Biden and Fauci call for return to classrooms, but no longer promise normalcy this year due to mutations, vaccine problems.
“There are other strains of the virus. Things can change,” said the president while visiting a Pfizer factory.
Joe Biden admitted yesterday that life may not return to normal by 2021 due to COVID-19 mutations and possible disruptions in U.S. vaccine production.
In a separate statement, also yesterday Dr. Anthony Fauci said the new variations of the virus mean the government and companies “will have to be nimble to adapt easily to make vaccine versions specifically targeted to any prevalent mutations.” Fauci is considered the nation’s leading infectious disease physician and has been an advisor to the Donald Trump and Biden administrations on the pandemic.
Biden said while visiting a Pfizer vaccine factory in Portage, Michigan, that virus mutations and unforeseen vaccine production failures could extend the social and economic consequences of the pandemic.
“I think we will get closer to normalcy by the end of this year. God willing, this Christmas will be different from the last one.

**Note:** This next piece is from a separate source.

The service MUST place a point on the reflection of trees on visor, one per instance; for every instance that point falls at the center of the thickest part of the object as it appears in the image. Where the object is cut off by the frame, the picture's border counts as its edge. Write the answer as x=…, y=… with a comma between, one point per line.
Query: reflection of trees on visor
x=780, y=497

But I can’t commit to you. There are other strains of the virus. We don’t know what could happen in terms of production rates. Things can change,” Biden said.
He also said that in the meantime, “I think it’s vitally important to get our kids back in school.” The president has faced criticism for not doing more to pressure reluctant teachers’ unions, the New York Post noted.
The president spoke amid widespread optimism about a return to normalcy as infection rates plummet and vulnerable groups of people are vaccinated, although he noted that some shipments of doses were delayed by snowstorms this week.
According to Bloomberg News analysis of public data, the U.S. has injected more than 59 million doses of vaccine, equivalent to 17.8 doses per 100 people. But preliminary research indicates they are less effective against the more contagious emerging COVID-19 variations.
Last week, Biden said the U.S. government had secured another 200 million coronavirus vaccines, meaning the country would have enough by the end of July for every U.S. adult to receive the two-dose regimen.